Es ist ein warmer, betriebsamer Mittwochmorgen an der Bialikstrasse in Ramat Gan, einer Vorstadt von Tel Aviv. Neben Hebräisch wird viel Russisch gesprochen, die Schaufenster sind mit kyrillischer Schrift angeschrieben. In Israel ist das keine Seltenheit, schliesslich lebten hier schon vor dem Ukrainekrieg rund eine Million Russischsprachige.
Im russischen Lebensmittelladen an der Ecke sind sogar Schweinswürste zu kaufen, die alles andere als koscher sind, russische Popmusik schallt aus dem Radio. Die Verkäuferin hat jüngst viele neue Kundinnen und Kunden festgestellt.
«Jeden Tag tauchen hier neue Gesichter auf», sagt sie. «Teilweise kommen sie mit ihren Koffern direkt vom Flughafen hierher.» Das Bedürfnis sei gross nach den Lieblingsspeisen aus der Heimat.
Zehntausende Einwanderer
Dieses Bedürfnis hat auch Iwan. Er ist eines der vielen neuen Gesichter, der zehntausenden Russinnen und Russen, die seit der russischen Invasion der Ukraine nach Israel ausgewandert sind. Iwan wollte nur weg aus Russland, er wollte den Krieg nicht mit seinen Steuern unterstützen. «Dieses Geld wird letztlich in Bomben investiert, mit der in der Ukraine Menschen getötet werden.»
Als Zufluchtsort war Israel jedoch nicht Iwans erste Wahl: «Ich war schon einmal in Israel und es hat mir nicht gefallen. Ich mochte den Hummus und die Falafel nicht, mir fehlte das Schweinefleisch.»
Trotzdem verschlug es Iwan nach Tel Aviv, denn er hat jüdische Wurzeln: Er hat nach dem israelischen Rückkehrgesetz ein Recht auf die Staatsbürgerschaft. Immer weniger Länder nehmen russische Staatsangehörige auf, die vielen Ausgewanderten vom letzten Jahr reisten oft von Land zu Land, auf der Suche nach einem gültigen Visum. Über 70'000 Menschen sind 2022 nach Israel eingewandert, mehr als doppelt so viele wie im Vorjahr. Die allermeisten von ihnen stammen aus Russland.
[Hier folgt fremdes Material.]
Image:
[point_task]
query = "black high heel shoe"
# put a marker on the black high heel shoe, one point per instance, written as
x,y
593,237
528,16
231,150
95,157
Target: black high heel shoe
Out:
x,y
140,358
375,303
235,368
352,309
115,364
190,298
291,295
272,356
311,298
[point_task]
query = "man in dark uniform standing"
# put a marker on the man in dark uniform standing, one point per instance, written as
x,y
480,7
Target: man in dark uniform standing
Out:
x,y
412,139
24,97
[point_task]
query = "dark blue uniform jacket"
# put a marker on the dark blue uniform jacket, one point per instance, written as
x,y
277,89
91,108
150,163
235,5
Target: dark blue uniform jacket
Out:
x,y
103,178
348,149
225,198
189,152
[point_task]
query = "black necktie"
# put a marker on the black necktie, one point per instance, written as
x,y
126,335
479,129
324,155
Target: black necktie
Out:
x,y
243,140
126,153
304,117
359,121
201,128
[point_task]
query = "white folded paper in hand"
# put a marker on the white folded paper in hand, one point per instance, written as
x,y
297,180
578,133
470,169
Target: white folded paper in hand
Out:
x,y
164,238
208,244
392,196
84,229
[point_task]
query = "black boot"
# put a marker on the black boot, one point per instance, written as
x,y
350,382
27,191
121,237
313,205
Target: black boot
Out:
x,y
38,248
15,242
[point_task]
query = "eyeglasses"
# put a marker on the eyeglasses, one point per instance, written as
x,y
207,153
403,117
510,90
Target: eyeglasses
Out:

«Keine starke jüdische Identität»
In einem alten Schulgebäude im Norden der Stadt wohnen kürzlich eingereiste Russinnen und Russen, die Unterkunft stellt ein Integrationsprogramm zur Verfügung. Auf dem Schulhof steht eine von ihnen, Aleksandra. Sie kommt gerade vom Hebräischkurs.
Aleksandra hat Russland im September verlassen und ist über Finnland nach Israel gereist. «Es war schon lange klar, dass es mit Russland steil bergab geht», sagt sie. Über eine Ausreise hatte sie bereits vor dem Krieg nachgedacht, doch nun sah sie sich dazu gezwungen. «Ich wollte der Ukraine irgendwie helfen, etwa mit Spendensammlungen. Aber in Russland hätte ich mich so strafbar gemacht.»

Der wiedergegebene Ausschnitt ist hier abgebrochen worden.